Arlene H. Sharpe, M.D., Ph.D., is Kolokotrones University Professor at Harvard University and Chair of the Department of Immunology at Harvard Medical School. She serves as Vice Director of the Gene Lay Institute of Immunology and Inflammation and Leader of the Cancer Immunology Program at Dana-Farber/Harvard Cancer Center, with appointments at Brigham and Women's Hospital and the Broad Institute.

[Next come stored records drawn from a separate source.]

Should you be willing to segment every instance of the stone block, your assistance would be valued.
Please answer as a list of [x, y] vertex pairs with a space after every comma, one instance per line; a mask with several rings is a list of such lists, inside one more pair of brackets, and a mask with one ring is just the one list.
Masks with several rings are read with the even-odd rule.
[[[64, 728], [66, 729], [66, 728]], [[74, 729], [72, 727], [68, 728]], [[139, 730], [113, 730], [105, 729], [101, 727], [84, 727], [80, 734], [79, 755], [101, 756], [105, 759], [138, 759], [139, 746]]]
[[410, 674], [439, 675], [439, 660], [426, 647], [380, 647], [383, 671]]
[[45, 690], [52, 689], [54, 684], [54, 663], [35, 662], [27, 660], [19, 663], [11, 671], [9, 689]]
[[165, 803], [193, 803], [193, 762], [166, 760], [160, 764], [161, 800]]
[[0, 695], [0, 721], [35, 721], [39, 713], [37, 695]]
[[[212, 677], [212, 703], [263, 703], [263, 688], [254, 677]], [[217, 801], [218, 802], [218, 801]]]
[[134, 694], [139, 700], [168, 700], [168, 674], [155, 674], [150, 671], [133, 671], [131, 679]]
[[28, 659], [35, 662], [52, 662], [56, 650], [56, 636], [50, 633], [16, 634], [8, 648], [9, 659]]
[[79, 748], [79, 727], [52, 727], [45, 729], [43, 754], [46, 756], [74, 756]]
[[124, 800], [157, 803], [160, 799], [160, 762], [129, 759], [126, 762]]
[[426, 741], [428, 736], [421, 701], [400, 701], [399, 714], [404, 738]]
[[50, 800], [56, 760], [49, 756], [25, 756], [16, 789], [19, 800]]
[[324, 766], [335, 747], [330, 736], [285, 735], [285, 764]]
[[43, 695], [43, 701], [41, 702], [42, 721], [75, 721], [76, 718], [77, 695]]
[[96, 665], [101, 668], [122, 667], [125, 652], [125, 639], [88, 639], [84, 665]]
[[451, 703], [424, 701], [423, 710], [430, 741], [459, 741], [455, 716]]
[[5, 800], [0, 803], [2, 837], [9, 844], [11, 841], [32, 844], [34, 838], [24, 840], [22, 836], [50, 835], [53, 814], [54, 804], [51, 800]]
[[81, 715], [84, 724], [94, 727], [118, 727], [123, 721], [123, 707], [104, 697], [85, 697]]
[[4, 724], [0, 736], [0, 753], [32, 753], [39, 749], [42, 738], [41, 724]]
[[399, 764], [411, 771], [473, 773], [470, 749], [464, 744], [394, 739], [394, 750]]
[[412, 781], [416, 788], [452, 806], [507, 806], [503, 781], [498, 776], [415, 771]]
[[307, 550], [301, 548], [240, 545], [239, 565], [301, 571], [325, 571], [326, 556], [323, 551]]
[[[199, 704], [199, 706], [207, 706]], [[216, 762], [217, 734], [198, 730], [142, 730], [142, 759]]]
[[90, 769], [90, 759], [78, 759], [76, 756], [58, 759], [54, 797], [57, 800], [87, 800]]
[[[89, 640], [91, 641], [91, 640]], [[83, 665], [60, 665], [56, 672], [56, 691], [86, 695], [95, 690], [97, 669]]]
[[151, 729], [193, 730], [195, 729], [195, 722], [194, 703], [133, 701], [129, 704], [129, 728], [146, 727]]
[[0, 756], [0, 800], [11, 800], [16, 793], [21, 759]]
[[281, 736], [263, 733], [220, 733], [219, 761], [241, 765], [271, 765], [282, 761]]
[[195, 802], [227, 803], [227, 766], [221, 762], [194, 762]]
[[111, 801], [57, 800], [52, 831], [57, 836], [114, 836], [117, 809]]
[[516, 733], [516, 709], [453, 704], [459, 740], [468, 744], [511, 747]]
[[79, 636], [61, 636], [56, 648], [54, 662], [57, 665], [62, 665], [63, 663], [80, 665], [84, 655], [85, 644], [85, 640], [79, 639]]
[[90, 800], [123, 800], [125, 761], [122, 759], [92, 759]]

Dr. Sharpe is internationally recognized for discovering and elucidating functions of T-cell costimulatory pathways, particularly the immunoinhibitory functions of the CTLA-4 and PD-1 pathways, which laid the foundation for immune checkpoint blockade therapy in cancer. In 1995, she generated CTLA-4-deficient mice, demonstrating that loss of CTLA-4 leads to massive lymphoproliferation and fatal multiorgan autoimmune destruction, establishing CTLA-4's critical role in down-regulating T-cell activation and maintaining immune homeostasis. This landmark discovery, published in Immunity, revealed the essential negative regulatory function preventing uncontrolled immune responses. Sharpe subsequently characterized the PD-1 pathway. In 2001, working with Gordon Freeman (her husband and long-time collaborator), she identified PD-L2 as a second ligand for PD-1. Her laboratory demonstrated that PD-L1 and PD-L2 bind PD-1 to inhibit T-cell responses, and using PD-L1-deficient mice, showed that PD-L1 on various cell types negatively regulates T cells. Her research established that PD-L1 expression on tumors enables immune evasion, providing critical mechanistic insights for PD-1/PD-L1 blockade immunotherapy. Beyond CTLA-4 and PD-1, Sharpe systematically characterized the B7:CD28 family of costimulatory and coinhibitory molecules. Her work identifying B7-1 (CD80) and B7-2 (CD86) as ligands for CD28 and CTLA-4 provided translational insights for developing immunotherapies for cancer, autoimmune diseases, and transplant rejection. Sharpe has published over 400 papers and is a Highly Cited Researcher (top 1%, 2014-2023) and 2016 Citation Laureate. She was elected to the National Academy of Sciences and National Academy of Medicine (both 2018). Her honors include the 2025 Excellence in Immunology Award, Hamburg Award (2024), Warren Alpert Foundation Prize (2017), and William B. Coley Award (2014).

Arlene H. Sharpe博士(医学博士、哲学博士)是哈佛大学Kolokotrones大学教授和哈佛医学院免疫学系主任。她担任Gene Lay免疫与炎症研究所副主任和Dana-Farber/哈佛癌症中心癌症免疫学项目负责人,同时在Brigham and Women's医院和Broad研究所任职。 Sharpe博士因发现并阐明T细胞共刺激通路功能而享誉国际,特别是CTLA-4和PD-1通路的免疫抑制功能,这些工作为癌症免疫检查点阻断疗法奠定了基础。1995年,她生成CTLA-4缺陷小鼠,证明CTLA-4缺失导致大规模淋巴细胞增殖和致命多器官自身免疫性破坏,确立CTLA-4在下调T细胞活化和维持免疫稳态中的关键作用。这项发表于Immunity的里程碑发现揭示了预防不受控免疫反应的必要负性调节功能。 Sharpe随后表征了PD-1通路。2001年,她与Gordon Freeman(丈夫及长期合作者)合作识别PD-L2作为PD-1的第二配体。她的实验室证明PD-L1和PD-L2与PD-1结合抑制T细胞反应,并使用PD-L1缺陷小鼠显示不同细胞类型上的PD-L1负性调节T细胞。她的研究确立肿瘤上的PD-L1表达使其逃避免疫,为PD-1/PD-L1阻断免疫治疗提供了关键机制见解。 除CTLA-4和PD-1外,Sharpe系统表征了B7:CD28家族共刺激和共抑制分子。她识别B7-1 (CD80) 和B7-2 (CD86) 作为CD28和CTLA-4配体的工作为开发癌症、自身免疫疾病和移植排斥免疫治疗提供了转化见解。 Sharpe发表400+篇论文,是高被引学者(前1%, 2014-2023)和2016年引文桂冠奖获得者。2018年当选美国国家科学院和国家医学院院士。她的荣誉包括2025年免疫学卓越奖、2024年Hamburg奖、2017年Warren Alpert基金会奖和2014年William B. Coley奖。